Electric vehicles may be next for Chinese smartphone maker Xiaomi as it lines up patents

PUBLISHED : Wednesday, 08 July, 2015, 4:26pm
UPDATED : Wednesday, 08 July, 2015, 4:36pm

China’s top smartphone maker Xiaomi may be preparing to move into the electric car industry, at least if its recently filed patents are any indication.

China’s intellectual property office, known by the acronym SIPO, from last month began making public a series of automobile-related patents that Xiaomi had filed earlier in the year. 

These include patents for cruise control, handling, navigation systems, notification systems and numerous other devices related to the functionality of a vehicle.

Although Xiaomi CEO Lei Jun denied during an industry forum in March that he was eyeing the EV market, the rumours have refused to go away.
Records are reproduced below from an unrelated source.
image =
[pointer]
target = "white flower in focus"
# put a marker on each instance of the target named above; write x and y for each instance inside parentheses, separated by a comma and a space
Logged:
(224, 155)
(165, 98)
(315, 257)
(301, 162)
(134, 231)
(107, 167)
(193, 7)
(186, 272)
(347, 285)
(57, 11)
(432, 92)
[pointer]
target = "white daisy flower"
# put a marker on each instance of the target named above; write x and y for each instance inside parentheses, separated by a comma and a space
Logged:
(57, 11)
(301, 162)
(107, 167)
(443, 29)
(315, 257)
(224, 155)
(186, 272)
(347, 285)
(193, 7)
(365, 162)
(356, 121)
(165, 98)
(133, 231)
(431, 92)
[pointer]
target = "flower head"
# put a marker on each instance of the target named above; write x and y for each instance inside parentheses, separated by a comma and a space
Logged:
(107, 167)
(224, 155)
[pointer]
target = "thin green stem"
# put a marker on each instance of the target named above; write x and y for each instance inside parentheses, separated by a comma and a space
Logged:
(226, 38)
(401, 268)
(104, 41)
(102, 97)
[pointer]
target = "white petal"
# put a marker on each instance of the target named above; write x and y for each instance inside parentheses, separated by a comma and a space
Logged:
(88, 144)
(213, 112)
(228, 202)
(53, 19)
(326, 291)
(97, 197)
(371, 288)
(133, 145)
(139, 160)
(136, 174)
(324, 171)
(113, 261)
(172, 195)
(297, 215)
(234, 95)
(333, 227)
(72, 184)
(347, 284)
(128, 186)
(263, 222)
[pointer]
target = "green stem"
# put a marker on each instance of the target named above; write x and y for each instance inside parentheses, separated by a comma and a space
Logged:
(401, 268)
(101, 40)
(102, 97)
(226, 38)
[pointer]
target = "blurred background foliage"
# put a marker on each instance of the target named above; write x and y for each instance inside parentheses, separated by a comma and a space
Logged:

He even went so far as to say Xiami would not target this area for at least the next three to five years. 

“It’s not that we aren’t optimistic” about the prospects of this emerging industry, he said, but “our energy is limited".

If the company were to make a move in this direction, now would be a good time.

READ MORE: Electric vehicles: Geely revs up, BYD drives into Hong Kong

China’s Ministry of Science and Technology aims to have 5 million pure electric or plug-in hybrids on China’s roads by 2020, according to a plan released in February. 

China’s National Development and Reform Commission (NDRC) also published a statement in June explaining how the government will start issuing licenses from this Saturday to factories outside the industry that intend to start manufacturing EVs.

To qualify, applicants must show expertise in the design, testing and assembly of electric cars, as well as prove they are in possession of the correct patents and have the appropriate intellectual property rights for core technology. 

Licensed companies will only be permitted to produce EVs under their own brand.

READ MORE: City could have been world leader in use of electric vehicles

This comes after the NDRC launched a pricing directive for electric cars last year in an effort to make recharging costs 30 per cent cheaper than regular fuel. Subsidies and tax exemptions were also offered to buyers of “new-energy” vehicles until the end of 2017.

The EV market is starting to take off. Key players from the US include Tesla, which plans to build half a million electric cars a year by 2020, Google, which is experimenting with self-driving cars, and Apple, which is working on clandestine EV project "Titan”.